Dzięki połączeniu umiejętności i fartu Marin poprowadził tarczę prosto przez skarbiec i wjechał na niej w otwarte przejście – które na całe szczęście było zbyt małe, by zmieścił się w nim smok. Wystrzelił z niego jak korek z butelki, sunąc po gładkiej kamiennej posadzce. Gdy jego prowizoryczny pojazd zwolnił, zeskoczył z niego i gnał przed siebie, aż zabrakło mu tchu. Biegł jeszcze kawałek, a potem czołgał się, zatrzymując się dopiero, gdy znalazł kryjówkę. Gdy był już pewny, że smok go nie goni, pozwolił sobie na chwilę wytchnienia. Nie mógł uwierzyć, że tak mu się poszczęściło! Był wprawdzie nieco osmolony i prawie niczego nie zrabował, ale nadal oddychał. Taki bilans po konfrontacji ze smokiem? To był dobry dzień.
Jego misja nie należała do szczególnie udanych, ale Marin pocieszał się faktem, że to jeszcze nie koniec jego przygody. Wręcz przeciwnie – to dopiero początek! Czas wrócić do Karczmy na spotkanie z Dębosercym i resztą gildii. Koboldy, katakumby i przepyszne skarby ciągle będą tu czekać!
Gdy bard nisko się ukłonił, w Karczmie wybuchł żywiołowy aplauz.
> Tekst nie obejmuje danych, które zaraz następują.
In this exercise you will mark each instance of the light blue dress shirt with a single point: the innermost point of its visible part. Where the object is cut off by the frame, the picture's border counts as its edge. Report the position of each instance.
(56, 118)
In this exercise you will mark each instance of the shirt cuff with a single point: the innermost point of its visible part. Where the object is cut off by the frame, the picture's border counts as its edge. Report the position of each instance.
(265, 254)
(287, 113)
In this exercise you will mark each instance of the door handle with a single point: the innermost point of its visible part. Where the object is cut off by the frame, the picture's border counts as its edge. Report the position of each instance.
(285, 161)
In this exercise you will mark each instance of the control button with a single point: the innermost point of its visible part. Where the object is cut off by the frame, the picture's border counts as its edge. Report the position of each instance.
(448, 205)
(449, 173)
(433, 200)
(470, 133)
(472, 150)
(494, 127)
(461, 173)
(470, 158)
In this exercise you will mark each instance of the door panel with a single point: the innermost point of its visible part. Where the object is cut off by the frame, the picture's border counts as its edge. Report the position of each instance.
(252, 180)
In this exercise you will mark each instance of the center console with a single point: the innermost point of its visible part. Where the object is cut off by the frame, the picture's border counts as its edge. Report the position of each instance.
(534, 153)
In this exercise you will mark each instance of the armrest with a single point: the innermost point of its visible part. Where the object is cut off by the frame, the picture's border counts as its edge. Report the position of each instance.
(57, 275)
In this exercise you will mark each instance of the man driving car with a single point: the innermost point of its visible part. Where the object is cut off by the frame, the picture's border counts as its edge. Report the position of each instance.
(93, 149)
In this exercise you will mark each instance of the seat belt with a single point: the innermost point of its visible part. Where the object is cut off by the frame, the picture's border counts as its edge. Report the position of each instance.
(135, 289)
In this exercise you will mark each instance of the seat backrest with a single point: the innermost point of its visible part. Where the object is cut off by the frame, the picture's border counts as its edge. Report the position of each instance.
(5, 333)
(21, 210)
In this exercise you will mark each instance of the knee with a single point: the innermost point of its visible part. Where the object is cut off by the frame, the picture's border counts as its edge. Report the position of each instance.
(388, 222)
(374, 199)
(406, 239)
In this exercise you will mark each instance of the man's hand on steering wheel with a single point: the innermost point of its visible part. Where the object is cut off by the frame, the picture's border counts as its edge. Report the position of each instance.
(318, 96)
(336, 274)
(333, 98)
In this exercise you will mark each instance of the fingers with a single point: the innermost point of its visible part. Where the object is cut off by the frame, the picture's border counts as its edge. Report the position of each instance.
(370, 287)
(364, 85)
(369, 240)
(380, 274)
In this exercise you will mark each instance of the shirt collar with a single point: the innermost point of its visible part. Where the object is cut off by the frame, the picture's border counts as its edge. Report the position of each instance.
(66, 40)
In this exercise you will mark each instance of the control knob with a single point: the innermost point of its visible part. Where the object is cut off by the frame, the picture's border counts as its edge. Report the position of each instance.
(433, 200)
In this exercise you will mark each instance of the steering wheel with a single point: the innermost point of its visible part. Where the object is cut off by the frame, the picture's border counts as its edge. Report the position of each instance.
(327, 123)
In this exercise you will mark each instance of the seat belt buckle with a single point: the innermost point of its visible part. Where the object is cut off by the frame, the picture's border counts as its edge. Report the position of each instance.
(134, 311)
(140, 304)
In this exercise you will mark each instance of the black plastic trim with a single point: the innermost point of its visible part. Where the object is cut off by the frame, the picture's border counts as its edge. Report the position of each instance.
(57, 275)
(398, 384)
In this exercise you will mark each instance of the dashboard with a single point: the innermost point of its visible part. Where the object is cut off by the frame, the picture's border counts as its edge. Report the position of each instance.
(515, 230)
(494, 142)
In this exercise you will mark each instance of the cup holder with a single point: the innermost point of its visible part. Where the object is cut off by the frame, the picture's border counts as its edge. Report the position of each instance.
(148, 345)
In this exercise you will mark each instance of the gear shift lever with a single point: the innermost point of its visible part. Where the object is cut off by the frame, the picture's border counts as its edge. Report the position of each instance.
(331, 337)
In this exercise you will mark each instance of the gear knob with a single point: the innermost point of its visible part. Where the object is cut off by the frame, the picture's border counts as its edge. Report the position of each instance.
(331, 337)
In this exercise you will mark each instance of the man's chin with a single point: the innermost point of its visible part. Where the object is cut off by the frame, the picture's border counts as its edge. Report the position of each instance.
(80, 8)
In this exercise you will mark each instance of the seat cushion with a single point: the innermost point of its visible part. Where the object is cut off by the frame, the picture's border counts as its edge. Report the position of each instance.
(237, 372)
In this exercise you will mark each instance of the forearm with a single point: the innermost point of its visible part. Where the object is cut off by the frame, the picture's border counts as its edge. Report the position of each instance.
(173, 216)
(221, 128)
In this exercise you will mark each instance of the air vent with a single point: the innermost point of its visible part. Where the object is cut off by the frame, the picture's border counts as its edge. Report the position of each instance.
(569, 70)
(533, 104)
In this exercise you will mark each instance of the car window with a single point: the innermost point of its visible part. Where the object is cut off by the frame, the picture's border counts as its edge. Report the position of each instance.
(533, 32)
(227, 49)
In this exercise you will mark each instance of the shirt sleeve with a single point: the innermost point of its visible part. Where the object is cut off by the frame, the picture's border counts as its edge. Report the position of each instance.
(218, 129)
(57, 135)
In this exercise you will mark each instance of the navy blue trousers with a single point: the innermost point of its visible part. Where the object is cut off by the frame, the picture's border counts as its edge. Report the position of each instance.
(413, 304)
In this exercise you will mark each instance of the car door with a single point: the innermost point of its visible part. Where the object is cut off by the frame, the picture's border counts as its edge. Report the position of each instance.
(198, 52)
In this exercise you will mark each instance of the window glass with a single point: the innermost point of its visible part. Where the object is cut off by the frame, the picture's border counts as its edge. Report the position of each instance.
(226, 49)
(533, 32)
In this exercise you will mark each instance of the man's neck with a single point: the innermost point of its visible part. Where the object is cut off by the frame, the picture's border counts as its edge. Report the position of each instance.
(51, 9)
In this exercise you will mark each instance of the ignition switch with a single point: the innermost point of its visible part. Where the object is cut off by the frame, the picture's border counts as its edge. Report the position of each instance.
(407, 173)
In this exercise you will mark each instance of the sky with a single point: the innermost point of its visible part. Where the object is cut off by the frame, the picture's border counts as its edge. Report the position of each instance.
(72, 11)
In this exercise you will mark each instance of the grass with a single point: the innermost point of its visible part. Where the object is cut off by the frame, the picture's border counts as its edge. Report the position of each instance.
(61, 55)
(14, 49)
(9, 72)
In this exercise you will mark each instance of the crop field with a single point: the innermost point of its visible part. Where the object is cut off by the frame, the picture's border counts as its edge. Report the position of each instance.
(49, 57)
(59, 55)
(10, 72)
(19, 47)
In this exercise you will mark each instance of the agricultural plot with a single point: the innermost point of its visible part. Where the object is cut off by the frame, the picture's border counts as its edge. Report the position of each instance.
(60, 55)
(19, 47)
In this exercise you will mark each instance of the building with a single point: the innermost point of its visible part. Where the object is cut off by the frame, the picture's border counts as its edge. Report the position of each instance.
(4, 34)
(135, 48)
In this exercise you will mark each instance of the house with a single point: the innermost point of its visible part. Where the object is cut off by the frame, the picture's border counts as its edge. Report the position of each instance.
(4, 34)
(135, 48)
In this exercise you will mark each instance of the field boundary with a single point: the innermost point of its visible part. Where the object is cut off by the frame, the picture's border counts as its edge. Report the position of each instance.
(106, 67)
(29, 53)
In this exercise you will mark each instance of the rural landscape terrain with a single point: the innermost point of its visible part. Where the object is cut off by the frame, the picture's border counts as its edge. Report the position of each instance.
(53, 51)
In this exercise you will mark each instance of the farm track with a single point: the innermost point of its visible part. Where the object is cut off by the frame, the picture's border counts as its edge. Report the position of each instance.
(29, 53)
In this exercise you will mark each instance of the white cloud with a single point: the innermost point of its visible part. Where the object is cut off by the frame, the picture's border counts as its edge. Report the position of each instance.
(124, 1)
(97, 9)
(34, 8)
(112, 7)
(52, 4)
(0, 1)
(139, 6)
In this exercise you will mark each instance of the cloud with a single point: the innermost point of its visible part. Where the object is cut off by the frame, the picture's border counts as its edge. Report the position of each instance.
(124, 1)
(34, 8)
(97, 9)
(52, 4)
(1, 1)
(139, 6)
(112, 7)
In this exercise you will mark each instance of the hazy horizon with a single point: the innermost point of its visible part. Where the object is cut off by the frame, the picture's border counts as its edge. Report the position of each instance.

Gawędziarz cieszył się przez chwilę entuzjazmem zgromadzonego tłumu, lecz wkrótce wszystko wróciło do normy. Ludzie wznowili karciane partyjki i składali zamówienia, a zewsząd dochodził przyjazny śmiech.
Zadowolony bard spakował instrument do wysłużonego skórzanego futerału. Dobrze było widzieć uśmiechniętych ludzi, a i snucie historii w tym przybytku zawsze go radowało. Za każdym razem tłum ciepło go witał, a napitki przynosiły chłód i orzeźwienie. Przyszedł czas, by policzyć zarobek z tej nocy!
Zajrzał do kociołka i po raz pierwszy w długiej karierze gawędziarza zaniemówił. Sięgnął do środka i spośród złotych, srebrnych i miedzianych monet wyciągnął złoty naszyjnik z wielkim rubinem. Zmierzył wzrokiem kłębiący się w karczmie tłum, lecz nic nie zdradzało, kto mógłby go zostawić. Bard uśmiechnął się pod nosem.
Potem wybuchnął śmiechem. Śmiał się długo i donośnie.